Hay una pintura en la que se ve a dos niños sentados en una mesa. Tienen un violín tamaño de bolsillo enfrente y la cara de uno de ellos es sencillamente horrible: parece Nosferatu. El Nosferatu de 1922, el original. El más grotesco de todos. Y así de grotescos son casi todos los rostros de las pinturas de Emilia Gutiérrez. Al mismo tiempo, tienen una apariencia espectral, como si fueran caras de personas que están en el más allá. Hay rostros pintados a dos colores, una parte blanca y otra de cualquier otro color. Las obras de esta artista podrían funcionar como registros de apariciones. O fantasmas. O zombies. Además, parecen personas sacadas de otra época, de otro siglo. Emilia Gutiérrez nació en 1928, pero las personas que habitan sus pinturas podrían haber vivido en algún momento del 1800. Hay un extrañamiento general en sus imágenes. Nada es del todo claro, pero tampoco son pinturas que ofrecen escenas confusas o surrealistas: son una realidad trastocada, levemente perturbada. Son esa hoja de perejil u orégano que se quedó en el diente de la persona que nos gusta. Son un detalle que convierte algo ordinario en algo tenso, incómodo.

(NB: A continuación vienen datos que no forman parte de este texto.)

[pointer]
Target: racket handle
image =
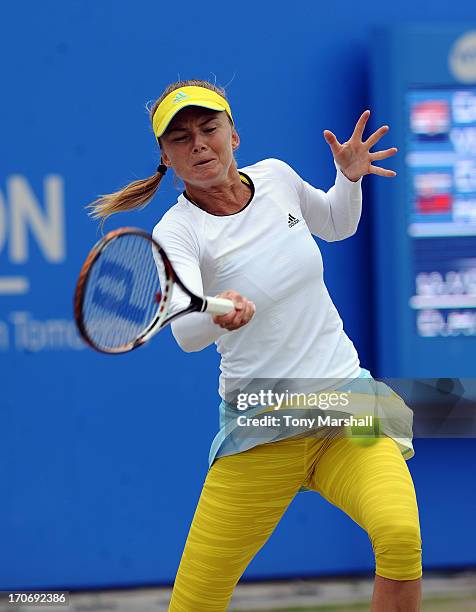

Emilia es el nombre de la muestra antológica de esta artista que hay ahora en la Colección Fortabat. La exhibición fue curada por Rafael Cippolini y propone un recorrido por decenas de pinturas de Gutiérrez, una artista que ha sido olvidada por el canon y que gracias a este rescate vuelve a circular en la escena. Esta es la primera vez que se realiza una muestra antológica de Gutiérrez y también es la primera vez que se pueden ver la mayoría de las pinturas que hizo en la única década que estuvo en actividad: sólo pintó durante 10 años y después dejó los óleos para hacer dibujos en blanco y negro.

Extraño ser, 1974

La decisión de abandonar la pintura no surgió de un capricho o un deseo de Gutiérrez, sino de un psiquiatra. En 1975 el médico que la atendía le dijo que dejara atrás los lienzos y los pinceles, que se olvidara de la pintura y cualquier otra producción artística que implicara el uso del color: en la mente de Emilia el color le hablaba, le producía alucinaciones, especialmente el rojo carmesí. Si lo que tenía Gutiérrez era una demencia o una sinestesia mal diagnosticada no hay forma de saberlo, pero lo que sí se sabe es que nunca más volvió a aparecer el color en nada de lo que se hizo. Y lo que también se sabe es que se encerró en el departamento en el que vivía, en el barrio de Belgrano, durante casi 30 años, hasta que murió en 2003.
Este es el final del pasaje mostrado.